Relative risks (RR) with 95% confidence intervals (95%-CI) were computed per 1 standard deviation increase in urinary sodium (mmol/24 h), urinary potassium (mmol/24 h) and dietary potassium intake (mg/day), and per 1 unit increase in urinary sodium/potassium ratio. Two-sided P-values below 0.05 were considered statistically significant. Adjustment was made for age, sex and, in urinary analyses, for 24-h urinary creatinine excretion (model 1). In a second analysis (model 2), additional adjustment was made for body mass index (kg/m2), smoking status (current, past, or never), diabetes mellitus (yes/no), use of diuretics (yes/no), and highest completed education (three categories). In a third analysis (model 3), dietary confounders were additionally adjusted for, i.e. daily intake of total energy (kJ), alcohol (g), calcium (g), and saturated fat (g). In the analysis for urinary sodium we additionally included urinary potassium in this model, and vice versa.
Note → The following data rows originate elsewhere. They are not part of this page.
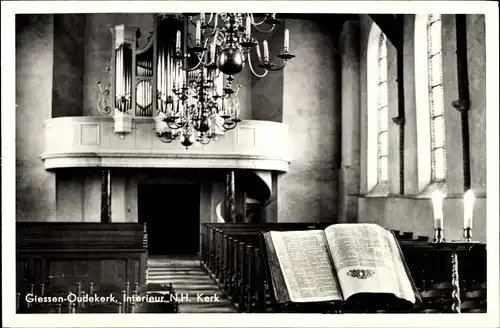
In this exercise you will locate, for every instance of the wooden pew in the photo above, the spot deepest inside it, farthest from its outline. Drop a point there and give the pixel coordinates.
(231, 254)
(230, 251)
(79, 253)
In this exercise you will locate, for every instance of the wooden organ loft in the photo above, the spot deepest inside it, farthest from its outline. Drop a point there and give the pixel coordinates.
(53, 259)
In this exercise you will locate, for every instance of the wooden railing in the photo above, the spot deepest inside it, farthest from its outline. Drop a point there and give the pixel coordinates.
(232, 255)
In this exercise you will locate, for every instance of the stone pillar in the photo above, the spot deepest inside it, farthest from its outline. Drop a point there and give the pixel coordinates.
(106, 196)
(349, 172)
(476, 61)
(230, 211)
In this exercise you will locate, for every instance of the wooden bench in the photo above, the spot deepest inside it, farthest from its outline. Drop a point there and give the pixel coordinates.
(79, 253)
(232, 255)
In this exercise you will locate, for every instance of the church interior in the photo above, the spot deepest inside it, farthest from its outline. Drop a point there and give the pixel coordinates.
(168, 143)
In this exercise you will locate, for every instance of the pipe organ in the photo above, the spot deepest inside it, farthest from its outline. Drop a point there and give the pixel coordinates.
(144, 79)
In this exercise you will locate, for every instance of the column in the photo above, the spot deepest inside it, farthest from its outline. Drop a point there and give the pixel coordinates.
(350, 144)
(230, 211)
(106, 196)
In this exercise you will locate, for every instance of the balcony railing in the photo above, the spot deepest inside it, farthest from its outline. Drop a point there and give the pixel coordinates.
(91, 142)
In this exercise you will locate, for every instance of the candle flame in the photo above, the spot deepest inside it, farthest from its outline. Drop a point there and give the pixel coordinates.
(437, 196)
(469, 197)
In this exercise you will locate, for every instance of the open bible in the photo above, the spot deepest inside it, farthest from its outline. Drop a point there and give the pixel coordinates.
(344, 262)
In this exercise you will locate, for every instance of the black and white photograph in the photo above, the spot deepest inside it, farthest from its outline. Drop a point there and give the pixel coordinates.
(250, 163)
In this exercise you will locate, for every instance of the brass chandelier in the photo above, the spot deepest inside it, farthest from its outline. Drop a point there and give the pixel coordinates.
(200, 107)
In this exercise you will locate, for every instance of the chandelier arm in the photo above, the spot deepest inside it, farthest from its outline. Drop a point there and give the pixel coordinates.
(166, 139)
(229, 126)
(251, 67)
(200, 140)
(200, 56)
(262, 31)
(276, 69)
(187, 69)
(253, 20)
(221, 127)
(176, 125)
(210, 19)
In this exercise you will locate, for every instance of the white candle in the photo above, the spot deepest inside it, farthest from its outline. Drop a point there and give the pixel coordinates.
(258, 52)
(437, 202)
(178, 42)
(266, 51)
(469, 199)
(198, 32)
(212, 49)
(287, 40)
(248, 27)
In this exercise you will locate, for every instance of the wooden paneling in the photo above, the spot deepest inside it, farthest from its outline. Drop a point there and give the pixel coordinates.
(92, 252)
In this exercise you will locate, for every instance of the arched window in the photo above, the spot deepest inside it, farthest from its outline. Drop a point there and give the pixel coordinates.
(382, 114)
(377, 112)
(435, 67)
(429, 100)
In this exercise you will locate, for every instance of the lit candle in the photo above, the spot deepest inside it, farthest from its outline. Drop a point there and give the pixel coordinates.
(248, 27)
(212, 49)
(178, 42)
(287, 40)
(469, 199)
(266, 51)
(258, 52)
(198, 32)
(437, 202)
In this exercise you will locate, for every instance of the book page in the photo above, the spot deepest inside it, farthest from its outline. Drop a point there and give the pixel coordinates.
(306, 265)
(365, 261)
(278, 282)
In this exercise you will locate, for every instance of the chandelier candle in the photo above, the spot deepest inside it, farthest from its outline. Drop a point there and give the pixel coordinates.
(266, 51)
(437, 202)
(469, 199)
(198, 33)
(248, 28)
(287, 41)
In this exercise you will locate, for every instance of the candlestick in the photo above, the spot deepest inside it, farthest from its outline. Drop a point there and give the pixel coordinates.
(178, 42)
(437, 202)
(469, 199)
(248, 27)
(259, 56)
(287, 41)
(198, 33)
(266, 51)
(468, 234)
(212, 50)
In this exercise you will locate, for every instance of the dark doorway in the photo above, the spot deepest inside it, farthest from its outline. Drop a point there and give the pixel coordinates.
(172, 214)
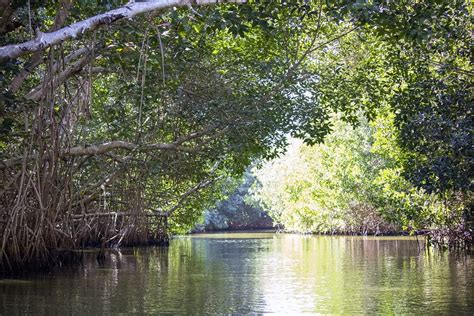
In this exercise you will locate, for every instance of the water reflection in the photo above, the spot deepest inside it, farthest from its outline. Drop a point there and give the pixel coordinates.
(254, 273)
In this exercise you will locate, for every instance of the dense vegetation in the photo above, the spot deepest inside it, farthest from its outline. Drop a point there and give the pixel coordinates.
(119, 126)
(238, 211)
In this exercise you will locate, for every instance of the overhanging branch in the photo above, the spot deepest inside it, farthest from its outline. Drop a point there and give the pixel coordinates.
(45, 40)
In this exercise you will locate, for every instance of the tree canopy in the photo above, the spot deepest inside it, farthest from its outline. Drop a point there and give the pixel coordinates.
(119, 120)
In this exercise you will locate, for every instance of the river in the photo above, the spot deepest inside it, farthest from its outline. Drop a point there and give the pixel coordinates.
(256, 273)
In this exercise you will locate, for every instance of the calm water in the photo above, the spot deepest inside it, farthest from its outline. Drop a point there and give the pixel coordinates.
(241, 273)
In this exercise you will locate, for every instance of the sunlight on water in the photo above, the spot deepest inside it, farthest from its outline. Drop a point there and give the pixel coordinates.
(241, 273)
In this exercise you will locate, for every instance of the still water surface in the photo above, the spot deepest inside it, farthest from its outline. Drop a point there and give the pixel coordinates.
(256, 273)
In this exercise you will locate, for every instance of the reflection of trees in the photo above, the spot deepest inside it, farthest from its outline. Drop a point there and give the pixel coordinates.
(353, 274)
(287, 273)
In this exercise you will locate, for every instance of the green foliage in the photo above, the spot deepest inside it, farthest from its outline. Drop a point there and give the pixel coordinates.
(351, 183)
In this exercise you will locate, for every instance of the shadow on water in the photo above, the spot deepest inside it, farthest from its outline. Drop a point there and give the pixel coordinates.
(254, 273)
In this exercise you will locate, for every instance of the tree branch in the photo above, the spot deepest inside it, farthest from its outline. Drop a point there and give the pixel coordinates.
(45, 40)
(104, 148)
Analyses were repeated after exclusion of subjects with a history of CVD or hypertension to avoid biased risk estimates due to intentional dietary changes. Within this sub-cohort, a predefined stratified analysis of urinary sodium and urinary sodium/potassium ratio with cardiovascular and all-cause mortality was performed in subjects with a high body mass index (i.e., ≥25 kg/m2), using model 3.
Also in the sub-cohort free of CVD and hypertension, the distribution of 24-h urinary sodium excretion was divided into quartiles to be able to examine the relationship with all-cause mortality at extreme intakes. Quartiles of urinary sodium (cut-off levels: 66, 105 and 151 mmol/24 h) were entered categorically into the fully adjusted model (model 3), using the lower quartile as the reference.